J’ai reçu récemment d’Allemagne une lettre qui résume tout ceci. Elle est d’un jeune national-socialiste qui, ayant lu par hasard un de mes livres, entreprend de réfuter les critiques qui s’y trouvent formulées à l’endroit du régime hitlérien. Il explique tout d’abord que ce régime est né de la pauvreté et du malheur de son pays, — ce qui est très juste. Et il ajoute :
« Mais la pauvreté et le malheur ne peuvent expliquer que des phénomènes extérieurs. La raison profonde d’un mouvement comme le nôtre est irrationnelle. Nous voulions croire à quelque chose, nous voulions vivre pour quelque chose. Nous avons été reconnaissants à celui qui nous apportait cette possibilité de croire. Le christianisme, probablement par la faute de ses ministres, ne satisfaisait plus depuis bien longtemps au besoin de croire de la majorité du peuple. Nous voulons croire à la mission du peuple allemand. Nous voulons croire à l’immortalité du peuple (un arbre dont nous ne sommes que les feuilles qui tombent à chaque génération) et peut-être réussirons-nous à y croire. »
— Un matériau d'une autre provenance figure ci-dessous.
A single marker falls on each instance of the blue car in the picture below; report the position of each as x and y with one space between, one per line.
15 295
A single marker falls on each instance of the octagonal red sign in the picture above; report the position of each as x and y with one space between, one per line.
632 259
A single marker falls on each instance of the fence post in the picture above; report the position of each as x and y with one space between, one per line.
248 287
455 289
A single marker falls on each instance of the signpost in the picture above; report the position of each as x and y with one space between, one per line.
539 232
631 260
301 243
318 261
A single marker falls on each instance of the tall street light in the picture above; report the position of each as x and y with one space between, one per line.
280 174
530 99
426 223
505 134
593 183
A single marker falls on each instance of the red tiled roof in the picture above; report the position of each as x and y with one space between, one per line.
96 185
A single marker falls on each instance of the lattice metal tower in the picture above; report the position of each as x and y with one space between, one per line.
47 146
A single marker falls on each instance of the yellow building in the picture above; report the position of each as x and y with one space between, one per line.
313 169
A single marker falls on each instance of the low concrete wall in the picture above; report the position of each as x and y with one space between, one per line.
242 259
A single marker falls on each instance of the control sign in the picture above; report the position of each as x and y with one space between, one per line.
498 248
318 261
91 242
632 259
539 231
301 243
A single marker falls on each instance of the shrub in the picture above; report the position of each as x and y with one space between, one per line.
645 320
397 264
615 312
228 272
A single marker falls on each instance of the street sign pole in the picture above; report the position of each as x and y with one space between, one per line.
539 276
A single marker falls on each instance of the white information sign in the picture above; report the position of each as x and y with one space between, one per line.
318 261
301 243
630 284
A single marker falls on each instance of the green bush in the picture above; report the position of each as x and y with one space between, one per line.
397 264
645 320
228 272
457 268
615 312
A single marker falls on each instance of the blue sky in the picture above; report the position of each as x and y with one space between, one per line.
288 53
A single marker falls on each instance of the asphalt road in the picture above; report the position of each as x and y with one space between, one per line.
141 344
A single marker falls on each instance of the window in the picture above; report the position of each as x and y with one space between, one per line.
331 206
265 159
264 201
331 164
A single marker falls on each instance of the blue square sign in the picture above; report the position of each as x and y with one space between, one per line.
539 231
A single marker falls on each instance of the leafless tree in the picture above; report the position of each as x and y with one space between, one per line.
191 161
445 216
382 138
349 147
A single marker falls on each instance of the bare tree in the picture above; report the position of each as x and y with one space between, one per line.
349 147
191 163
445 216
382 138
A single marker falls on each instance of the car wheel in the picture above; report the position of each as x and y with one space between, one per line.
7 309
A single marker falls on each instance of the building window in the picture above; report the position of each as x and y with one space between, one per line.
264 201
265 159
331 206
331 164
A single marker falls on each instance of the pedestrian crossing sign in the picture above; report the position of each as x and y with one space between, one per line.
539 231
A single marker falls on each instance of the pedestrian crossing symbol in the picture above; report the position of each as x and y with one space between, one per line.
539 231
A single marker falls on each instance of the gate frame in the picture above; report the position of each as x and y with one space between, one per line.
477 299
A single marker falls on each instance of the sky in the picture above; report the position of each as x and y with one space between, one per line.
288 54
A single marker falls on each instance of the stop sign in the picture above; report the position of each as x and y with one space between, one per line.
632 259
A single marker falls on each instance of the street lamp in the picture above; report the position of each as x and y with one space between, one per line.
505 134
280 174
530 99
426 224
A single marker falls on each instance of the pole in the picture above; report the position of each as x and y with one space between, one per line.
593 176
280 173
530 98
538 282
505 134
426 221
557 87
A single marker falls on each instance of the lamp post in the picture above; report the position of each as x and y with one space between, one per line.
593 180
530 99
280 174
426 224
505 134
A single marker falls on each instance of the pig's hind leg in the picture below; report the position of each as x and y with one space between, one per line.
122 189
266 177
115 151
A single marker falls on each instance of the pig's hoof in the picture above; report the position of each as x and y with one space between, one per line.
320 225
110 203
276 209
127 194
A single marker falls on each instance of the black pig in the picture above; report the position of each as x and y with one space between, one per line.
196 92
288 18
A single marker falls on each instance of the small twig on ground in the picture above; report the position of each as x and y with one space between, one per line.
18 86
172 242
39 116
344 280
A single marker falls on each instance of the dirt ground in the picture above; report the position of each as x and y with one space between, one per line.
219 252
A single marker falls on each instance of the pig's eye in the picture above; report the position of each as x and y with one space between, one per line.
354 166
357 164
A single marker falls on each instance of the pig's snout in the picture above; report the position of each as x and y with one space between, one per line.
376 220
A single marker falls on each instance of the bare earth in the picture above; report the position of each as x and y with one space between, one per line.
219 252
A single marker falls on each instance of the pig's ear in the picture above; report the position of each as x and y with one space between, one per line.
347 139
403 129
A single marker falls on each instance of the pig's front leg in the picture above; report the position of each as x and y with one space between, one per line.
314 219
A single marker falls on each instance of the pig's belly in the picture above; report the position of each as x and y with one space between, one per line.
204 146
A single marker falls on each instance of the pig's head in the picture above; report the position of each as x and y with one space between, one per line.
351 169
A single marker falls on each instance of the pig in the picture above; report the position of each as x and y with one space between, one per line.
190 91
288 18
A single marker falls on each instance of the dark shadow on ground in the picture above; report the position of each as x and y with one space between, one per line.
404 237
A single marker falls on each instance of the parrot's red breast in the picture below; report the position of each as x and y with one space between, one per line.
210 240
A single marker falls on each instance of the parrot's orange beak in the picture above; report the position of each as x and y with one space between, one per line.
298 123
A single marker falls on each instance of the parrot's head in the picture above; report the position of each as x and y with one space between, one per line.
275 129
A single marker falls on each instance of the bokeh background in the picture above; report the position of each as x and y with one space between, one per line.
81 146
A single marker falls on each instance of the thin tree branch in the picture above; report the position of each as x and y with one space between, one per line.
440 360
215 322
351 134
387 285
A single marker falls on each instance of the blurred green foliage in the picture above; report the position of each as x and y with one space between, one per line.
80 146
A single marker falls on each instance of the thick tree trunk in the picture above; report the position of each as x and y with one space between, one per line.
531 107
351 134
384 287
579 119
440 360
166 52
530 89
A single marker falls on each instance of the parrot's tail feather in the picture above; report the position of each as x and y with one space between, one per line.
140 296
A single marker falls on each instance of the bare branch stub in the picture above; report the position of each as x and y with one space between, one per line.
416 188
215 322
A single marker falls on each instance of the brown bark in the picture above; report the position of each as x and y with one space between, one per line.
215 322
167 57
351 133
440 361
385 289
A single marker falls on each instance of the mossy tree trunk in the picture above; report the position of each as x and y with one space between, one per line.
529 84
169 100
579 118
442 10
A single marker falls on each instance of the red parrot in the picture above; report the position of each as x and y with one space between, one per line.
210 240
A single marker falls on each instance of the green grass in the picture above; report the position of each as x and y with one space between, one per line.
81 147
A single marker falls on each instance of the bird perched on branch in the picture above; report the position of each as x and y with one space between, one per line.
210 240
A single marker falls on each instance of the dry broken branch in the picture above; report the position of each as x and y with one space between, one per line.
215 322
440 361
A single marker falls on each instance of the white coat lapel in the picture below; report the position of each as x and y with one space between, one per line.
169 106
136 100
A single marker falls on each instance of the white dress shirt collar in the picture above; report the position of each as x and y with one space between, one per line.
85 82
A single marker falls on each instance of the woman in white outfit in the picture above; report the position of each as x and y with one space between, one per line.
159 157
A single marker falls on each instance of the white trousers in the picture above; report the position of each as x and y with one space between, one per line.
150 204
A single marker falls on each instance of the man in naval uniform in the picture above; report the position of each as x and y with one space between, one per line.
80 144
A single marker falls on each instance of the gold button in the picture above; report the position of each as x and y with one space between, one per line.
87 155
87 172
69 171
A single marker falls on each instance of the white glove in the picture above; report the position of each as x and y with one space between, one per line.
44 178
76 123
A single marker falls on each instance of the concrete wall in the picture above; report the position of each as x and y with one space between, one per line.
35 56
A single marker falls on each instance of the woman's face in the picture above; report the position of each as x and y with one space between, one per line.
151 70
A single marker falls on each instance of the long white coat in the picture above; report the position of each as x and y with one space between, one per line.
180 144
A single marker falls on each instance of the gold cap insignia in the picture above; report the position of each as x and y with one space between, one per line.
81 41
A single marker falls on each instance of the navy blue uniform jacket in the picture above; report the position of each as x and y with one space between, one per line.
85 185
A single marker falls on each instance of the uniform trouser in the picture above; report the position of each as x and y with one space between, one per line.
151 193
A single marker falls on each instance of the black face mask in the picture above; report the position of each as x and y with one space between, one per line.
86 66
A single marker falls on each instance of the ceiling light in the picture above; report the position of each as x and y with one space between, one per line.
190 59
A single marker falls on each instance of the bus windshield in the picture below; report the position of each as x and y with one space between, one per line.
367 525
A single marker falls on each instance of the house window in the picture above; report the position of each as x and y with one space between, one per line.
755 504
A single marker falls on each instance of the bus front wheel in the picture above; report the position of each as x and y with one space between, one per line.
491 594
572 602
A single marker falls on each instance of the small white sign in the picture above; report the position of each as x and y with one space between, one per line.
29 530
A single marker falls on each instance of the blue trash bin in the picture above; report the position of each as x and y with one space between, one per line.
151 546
Ruine des croyances communes, carence du christianisme organisé, appel irrationnel à de nouvelles raisons de vivre, volonté angoissée de croire à la première qui se présente — fût-elle aussi invraisemblable que « l’immortalité » d’un peuple : on ne peut pas exprimer d’une manière plus précise et ramassée la nature proprement religieuse du phénomène totalitaire allemand.
Mesurons maintenant la naïveté des « réalistes » qui tiennent fréquemment ce propos : « Tout n’est pas mal de ce qui se fait là-bas. Il y a bien des choses à y prendre. » Certes, Hitler a rétabli l’ordre dans la rue. Il fait régner la paix sociale. Il y avait six millions de chômeurs en 1933, tandis qu’on manque de main-d’œuvre en 1938. La dignité de la nation est rétablie. L’autorité est restaurée. « Et nous voici sauvés du communisme. » C’est ainsi que beaucoup de braves gens croient trouver un terrain d’entente avec les dictatures qu’ils condamnent en principe. C’est ainsi qu’ils apportent leur petite contribution, [p. 343] toute bénévole, à l’effort de la propagande totalitaire dans nos pays. Ils le font sans malice, et au nom du bon sens. Ils me rappellent cette bonne vieille femme qui apportait pieusement son petit fagot au bûcher du supplice de Jean Huss : ce que voyant, le martyr prononça : O sancta simplicitas !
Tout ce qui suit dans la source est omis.